I really am listening, but I don't think people are understanding that there is nothing enjoyable about being at home when someone is working there.

You are constantly aware of noise. Even if you just crack on anyway, you're aware.

Same with mess.

Someone has a tantrum and he appears to ask about it. Or I say "ds was hard work today" he says "yes I know" and I die a little inside.

Also, it's causing problems elsewhere. He doesn't go anywhere, so weekends he will actually drive around just so we're not in the house. This weekend he suddenly swung in a different direction and I asked what he was doing "oh I'll go the scenic route." Then the children fell asleep and disturbed bed time. it's seeping everywhere and it's toxic. He isn't the man I married.

But I see I jave been decided to be another poster. Thanks Mumsnet. Hmm

Do you feel that he’s become controlling?

Is he deliberately working from home on your days so that are becoming more and more isolated?

I’m guessing that his “scenic route” caused bed time problems that you ended up dealing with? Curtailing your down time.

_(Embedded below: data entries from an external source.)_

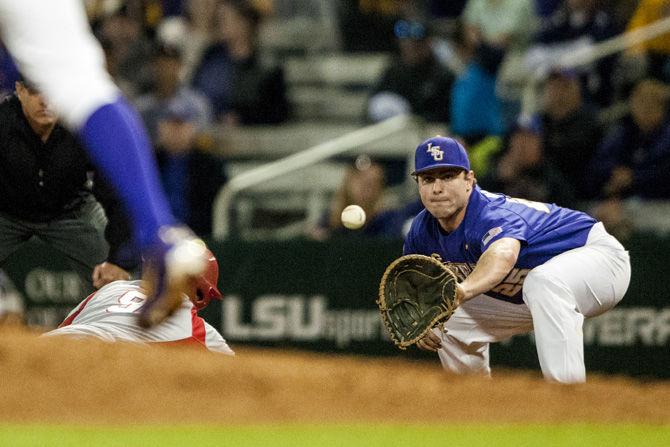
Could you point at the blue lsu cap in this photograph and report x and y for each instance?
(440, 152)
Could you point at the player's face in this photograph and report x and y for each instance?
(35, 107)
(445, 193)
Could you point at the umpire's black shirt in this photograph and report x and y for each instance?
(46, 181)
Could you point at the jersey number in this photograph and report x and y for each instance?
(129, 303)
(530, 204)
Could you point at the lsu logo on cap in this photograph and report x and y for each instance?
(435, 152)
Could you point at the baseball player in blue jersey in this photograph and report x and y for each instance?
(523, 266)
(54, 48)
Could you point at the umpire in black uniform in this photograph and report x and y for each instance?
(48, 189)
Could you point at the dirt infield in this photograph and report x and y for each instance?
(89, 382)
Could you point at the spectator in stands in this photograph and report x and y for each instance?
(166, 87)
(523, 170)
(240, 88)
(656, 51)
(499, 31)
(368, 25)
(364, 184)
(571, 129)
(48, 191)
(475, 110)
(573, 25)
(414, 82)
(634, 157)
(191, 174)
(127, 50)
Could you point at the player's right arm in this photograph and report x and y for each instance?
(493, 266)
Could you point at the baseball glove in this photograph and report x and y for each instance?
(416, 293)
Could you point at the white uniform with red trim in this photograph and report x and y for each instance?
(111, 314)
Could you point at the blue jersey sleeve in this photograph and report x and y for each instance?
(500, 223)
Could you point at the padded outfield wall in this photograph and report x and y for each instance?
(320, 296)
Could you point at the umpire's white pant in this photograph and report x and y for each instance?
(558, 295)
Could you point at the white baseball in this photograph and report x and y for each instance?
(353, 217)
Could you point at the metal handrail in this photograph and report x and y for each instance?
(294, 162)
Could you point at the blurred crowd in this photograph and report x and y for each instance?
(598, 135)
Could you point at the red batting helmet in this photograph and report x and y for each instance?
(205, 288)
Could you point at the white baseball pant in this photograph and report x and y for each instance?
(558, 295)
(53, 45)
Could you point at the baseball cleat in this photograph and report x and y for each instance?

Do you get any time with your children without him?
Do you get any time to yourself without him and the children?

Interrobanger · 08/11/2021 14:37

Also I forgot to say that OP describing things as 'toxic' is a red flag for me. Toxic is a hugely loaded and emotive word. And it seems extreme to apply it to a situation which is ostensibly about the irritation of a partner wfh.

Coupled with OP saying 'he's not the man I married', I interpret this as a hint that there is much more going on than what's in the OP.

When I see the word 'toxic' I read 'abuse'.

Amberflames · 08/11/2021 14:38

OP is this a problem for you or a problem for him? If it was disturbing him I think you would find he would be spending more time in the office.

Just crack on with your day and leave him to it. He can find somewhere quieter if he needs to.